With that said, let’s start with some other nuts and bolts about the golf course. The Copperhead Course at Innisbrook measures just over 7,300 yards long. It plays as a Par 71, however it still has four Par 5’s. An additional Par 3 brings the par down a stroke. It has the fifth-lowest average driving distance on the PGA Tour. That heavily suggests it’s a less-than-driver golf course. It is also the third most difficult course on the PGA Tour off the tee. Players on average lose far more strokes off the tee than the average event.
While the golf course doesn’t have too many penalty areas and the rough itself isn’t all that penal, one can’t be too far offline. Each hole is heavily tree-lined. Chances are if one is very off line, their ball will rattle around in the trees and can go all sorts of directions. There’s a margin for error off the tee, but anything outside of it is big trouble. Conservative play by clubbing down is typically the optimal strategy.
Next, let’s look at the relative skill set chart for Innisbrook per DataGolf:
This is a ball striker’s golf course. There is a high correlation of great driving accuracy, great iron play, and great scrambling at Innisbrook to how the top of the leaderboard shakes out. Driving distance isn’t as important because so many holes require less than driver. And there isn’t a good correlation between great putters and poor ones at the top of the leaderboard. Given who has fared well in this tournament (as discussed below), this is absolutely a #TeamNoPutt type of golf course. Consistency tee-to-green is an absolute must at Innisbrook.
Next, let’s look at where players will hit their irons shots from, per DataGolf:
There’s a heavy emphasis on intermediate and long approach shots at Innisbrook. Though the golf course stretches over 7,300 yards, players will keep the driver in the bag more often than they typically do. Players will be tested from 150+ and 200+ yards a lot.
In addition, four of the five Par 3’s play over 200 yards, with the last playing 195 yards. And while not all the Par 5’s are reachable, there are a few where players can attempt to go for the green. Some of the best ball strikers on the PGA Tour are fantastic with their intermediate and long approach shots. No wonder this golf course heavily favors those types of players this week.
But we can’t completely just throw out putting this week. While the best ball strikers generally rise to the top of the leaderboard, it’s those who putt the best in the tournament are the ones who ultimately prevail. That’s very apparent in the variation of scoring at the golf course:
It is much easier to separate yourself on the leaderboard based on how you putt in the tournament than it is with your ball striking. Sure, ball striking your way will get you in the Top 30 on the leaderboard. But from there, the field separates themselves based on how they putt. Break ties this week with great ball strikers who can run hot and cold with the putter. Maybe you’ll catch one on a peak week.

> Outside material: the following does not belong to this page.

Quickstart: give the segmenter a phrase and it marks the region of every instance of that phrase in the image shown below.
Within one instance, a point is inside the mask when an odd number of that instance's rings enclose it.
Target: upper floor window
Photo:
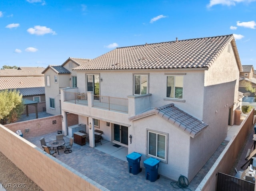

Lastly, here are the Top 10 players in the field who have gained the most strokes per round at Innisbrook:
- Viktor Hovland – +3.15, 4 Rounds
- Sam Burns – +2.30, 12 Rounds
- Abraham Ancer – ++2.23, 8 Rounds
- Matt Kuchar – +1.45, 38 Rounds
- Luke Donald – +1.44, 38 Rounds
- Joaquin Niemann – +1.43, 8 Rounds
- Louis Oosthuizen – +1.35, 26 Rounds
- Henrik Stenson – +1.33, 22 Rounds
- Paul Casey – +1.31, 24 Rounds
- Denny McCarthy – +1.30, 8 Rounds
This list almost perfectly encapsulates the relative skill set chart above. There’s a mix between long and short hitters. There’s also a mix of good and poor putters. But almost all these players are premier ball strikers. They’re consistent, accurate, and deadly with their intermediate and long irons. This list is a great preview of what to expect at the 2022 Valspar Championship.